Cette fable est la première du premier recueil (124 fables, divisées en 6 livres) paru en mars 1668. Ce recueil est dédié au Dauphin, le fils de Louis XIV et de Marie-Thérèse, alors âgé de 6 ans et demi. La dédicace est en prose, suivie de la Préface au lecteur, de la traduction libre de la "Vie d'Esope", et se termine par un compliment en vers reprenant et résumant l'essentiel de la dédicace en prose.
"Ainsi ces fables sont un tableau où chacun de nous se trouve dépeint"
"Je chante les héros dont Esope est le père"....sont des extraits célèbres de cette dédicace
LA CIGALE ET LA FOURMI (*)
La Cigale, ayant chanté
Tout l'été,
Se trouva fort dépourvue
Quand la bise fut venue.
Pas un seul petit morceau
De mouche ou de vermisseau (1).
Elle alla crier famine
Chez la Fourmi sa voisine,
La priant de lui prêter
Quelque grain pour subsister
Jusqu'à la saison nouvelle.
Je vous paierai, lui dit-elle,
Avant l'août (2), foi d'animal,
Intérêt et principal.
La Fourmi n'est pas prêteuse ;
C'est là son moindre défaut (3).
Que faisiez-vous au temps chaud ?
Dit-elle à cette emprunteuse (4).
Nuit et jour à tout venant
Je chantais, ne vous déplaise.
Vous chantiez ? j'en suis fort aise :
Et bien ! dansez maintenant.
Jean de la Fontaine (1621-1695)
(*) sources : "le canevas de départ pouvait être fourni au poète à la fois par l'apologue original d'Esope et par la version qu'en propose Aphtonius, qui figurent l'une et l'autre, avec leur traduction latine, dans le recueil de Nevelet."
(M.Fumaroli : L.F. Fables, éd. La Pochothèque)
(1) Jean-Henri Fabre (1823-1915) dans ses "Souvenirs entomologiques" relève les erreurs de L.F. concernant la cigale : elle ne dispose pour s'alimenter que d'un suçoir et n'a rien à faire de mouches ou de vermisseaux.

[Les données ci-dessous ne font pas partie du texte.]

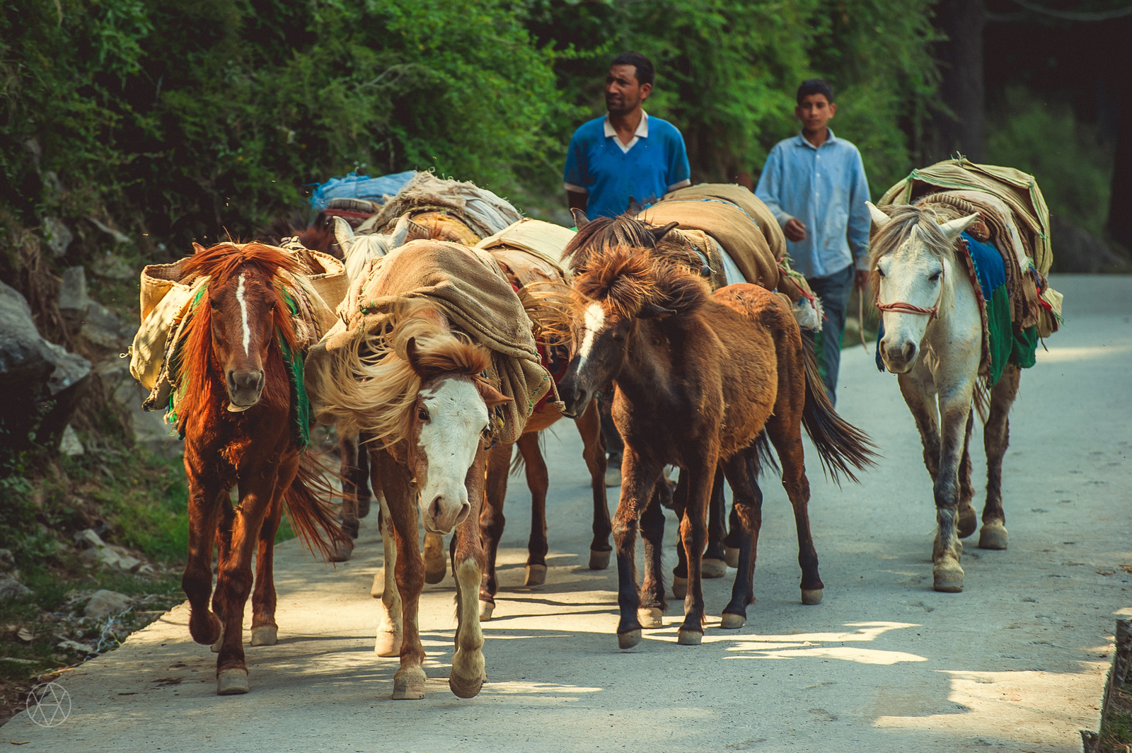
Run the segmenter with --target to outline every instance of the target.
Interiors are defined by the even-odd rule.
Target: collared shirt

Il y a d'autres fantaisies : La cigale meurt à la fin de l'été et ne peut donc crier famine quand la bise souffle.
La fourmi, qui dort en hiver dans sa fourmilière ne peut l'entendre ; d'autre part, elle est carnivore et n'amasse pas le grain...
"La Fontaine est un naturaliste plein de fantaisie, sans souci de la vérité [...]. Mais [...], c'est un peintre animalier de grande valeur." (René Bray Les "Fables" de L.F.)
(2) L'août est la "moisson qui se fait durant le mois d'août" (Richelet)
(3) comprendre qu'elle n'a pas ce défaut : elle est tellement économe que la bienfaisance fait partie du gaspillage.
(4) à l'époque, ce féminin n'est utilisé que dans le burlesque, en riant.